Yin Ran, Fu Yongnan, Yang Zhongming, Li Bingong, Pen Jintian, Zheng Zeqi
Department of Caridiology, The First Affiliated Hospital of Nanchang University, Nanchang City, China.
Ann Noninvasive Electrocardiol. 2017 Jul;22(4). doi: 10.1111/anec.12421. Epub 2017 Jan 16.
Low-voltage areas (LVAs) are frequently observed in patients with persistent atrial fibrillation (PeAF) and may represent adverse atrial remodeling. However, noninvasive method of evaluating LAVs is not well established.
In a cohort of 68 patients with PeAF, endocardial voltage maps of left atrium (LA) were created during sinus rhythm after pulmonary vein isolation (PVI). LVAs were defined as areas with electrogram amplitudes <0.5 mV. LA-LVAs were correlated with clinical, echocardiographic, surface, and transesophageal electrocardiography (TE-ECG) variables.
LA voltage mapping revealed any degree of LA-LVAs in 50 (73.5%) patients. Patients with LA-LVAs were older, had a longer history of AF, and lower fibrillatory wave (F wave) amplitude on TE-ECG (0.27 ± 0.06 vs 0.39 ± 0.08 mv, p < .01) as compared to patients without LA-LVAs. The extent of LA-LVAs was weakly correlated with age (R = 0.36, p = .03) and AF duration (R = 0.26, p = .02), but significantly correlated with F-wave amplitude on TE-ECG (R = -0.57, p < .01). Only F-wave amplitude on TE-ECG was found as independent predictor for the presence of LA-LVAs (OR = 1.53, 95% CI = 1.09-2.96, p = .03).
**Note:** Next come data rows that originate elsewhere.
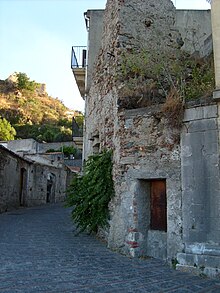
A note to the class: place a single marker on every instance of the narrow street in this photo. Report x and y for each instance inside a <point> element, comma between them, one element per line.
<point>39,253</point>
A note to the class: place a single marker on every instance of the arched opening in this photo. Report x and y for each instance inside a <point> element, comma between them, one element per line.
<point>51,178</point>
<point>23,187</point>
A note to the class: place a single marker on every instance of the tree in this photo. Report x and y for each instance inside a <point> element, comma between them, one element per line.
<point>7,132</point>
<point>215,11</point>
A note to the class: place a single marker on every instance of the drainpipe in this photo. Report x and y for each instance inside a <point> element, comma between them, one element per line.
<point>215,13</point>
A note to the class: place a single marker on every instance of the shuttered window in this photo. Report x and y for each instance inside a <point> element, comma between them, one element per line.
<point>158,205</point>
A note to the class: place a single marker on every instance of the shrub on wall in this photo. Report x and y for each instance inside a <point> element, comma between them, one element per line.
<point>90,194</point>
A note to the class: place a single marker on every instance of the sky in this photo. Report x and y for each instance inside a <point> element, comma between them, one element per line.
<point>36,37</point>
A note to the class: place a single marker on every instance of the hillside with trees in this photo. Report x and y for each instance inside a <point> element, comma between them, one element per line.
<point>27,111</point>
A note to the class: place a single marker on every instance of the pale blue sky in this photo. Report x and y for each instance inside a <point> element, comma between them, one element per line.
<point>36,37</point>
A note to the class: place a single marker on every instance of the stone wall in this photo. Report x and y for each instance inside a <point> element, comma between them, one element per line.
<point>148,151</point>
<point>200,190</point>
<point>196,31</point>
<point>37,185</point>
<point>27,183</point>
<point>13,173</point>
<point>146,147</point>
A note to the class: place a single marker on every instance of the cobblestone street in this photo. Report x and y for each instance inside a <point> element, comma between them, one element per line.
<point>39,253</point>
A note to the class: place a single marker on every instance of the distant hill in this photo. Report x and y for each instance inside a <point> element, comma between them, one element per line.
<point>34,114</point>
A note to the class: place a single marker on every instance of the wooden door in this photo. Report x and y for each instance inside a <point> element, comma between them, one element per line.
<point>158,205</point>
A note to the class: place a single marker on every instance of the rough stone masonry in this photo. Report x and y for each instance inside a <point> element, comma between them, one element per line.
<point>147,153</point>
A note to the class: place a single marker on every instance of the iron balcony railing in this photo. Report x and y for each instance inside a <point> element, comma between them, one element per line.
<point>78,57</point>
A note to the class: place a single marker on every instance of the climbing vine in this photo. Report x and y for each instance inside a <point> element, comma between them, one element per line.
<point>89,194</point>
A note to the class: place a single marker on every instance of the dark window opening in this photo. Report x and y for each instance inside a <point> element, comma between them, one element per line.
<point>158,205</point>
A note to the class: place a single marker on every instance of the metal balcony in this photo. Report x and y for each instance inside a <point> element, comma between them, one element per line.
<point>78,65</point>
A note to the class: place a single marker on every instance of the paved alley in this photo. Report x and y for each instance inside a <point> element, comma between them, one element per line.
<point>39,253</point>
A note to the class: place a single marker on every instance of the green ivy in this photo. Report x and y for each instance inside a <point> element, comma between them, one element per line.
<point>90,194</point>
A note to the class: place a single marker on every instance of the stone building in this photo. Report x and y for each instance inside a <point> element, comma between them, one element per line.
<point>167,186</point>
<point>26,181</point>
A receiver operating characteristic (ROC) curve identified an F-wave amplitude of 0.29 mV (AUC = 0.788; sensitivity = 68.4%; specificity = 73.2%) on TE-ECG as the optimal cutoff value for predicting LA-LVAs.
As a noninvasive investigation, F-wave amplitude on TE-ECG may be used as an indicator for the presence of LA-LVAs.
在持续性心房颤动(PeAF)患者中经常观察到低电压区域(LVA),这可能代表心房不良重塑。然而,评估LVA的非侵入性方法尚未完全确立。
在一组68例PeAF患者中,肺静脉隔离(PVI)后窦性心律期间创建左心房(LA)的心内膜电压图。LVA定义为心电图振幅<0.5 mV的区域。LA-LVA与临床、超声心动图、体表和经食管心电图(TE-ECG)变量相关。
LA电压标测显示50例(73.5%)患者存在任何程度的LA-LVA。与无LA-LVA的患者相比,有LA-LVA的患者年龄更大,房颤病史更长,TE-ECG上的颤动波(F波)振幅更低(0.27±0.06 vs 0.39±0.08 mV,p<.01)。LA-LVA的范围与年龄(R=0.36,p=.03)和房颤持续时间(R=0.26,p=.02)弱相关,但与TE-ECG上的F波振幅显著相关(R=-0.57,p<.01)。仅发现TE-ECG上的F波振幅是LA-LVA存在的独立预测因子(OR=1.53,95%CI=1.09-2.96,p=.03)。受试者工作特征(ROC)曲线确定TE-ECG上F波振幅为0.29 mV(AUC=0.788;敏感性=68.4%;特异性=73.2%)作为预测LA-LVA的最佳截断值。
作为一种非侵入性检查,TE-ECG上的F波振幅可作为LA-LVA存在的指标。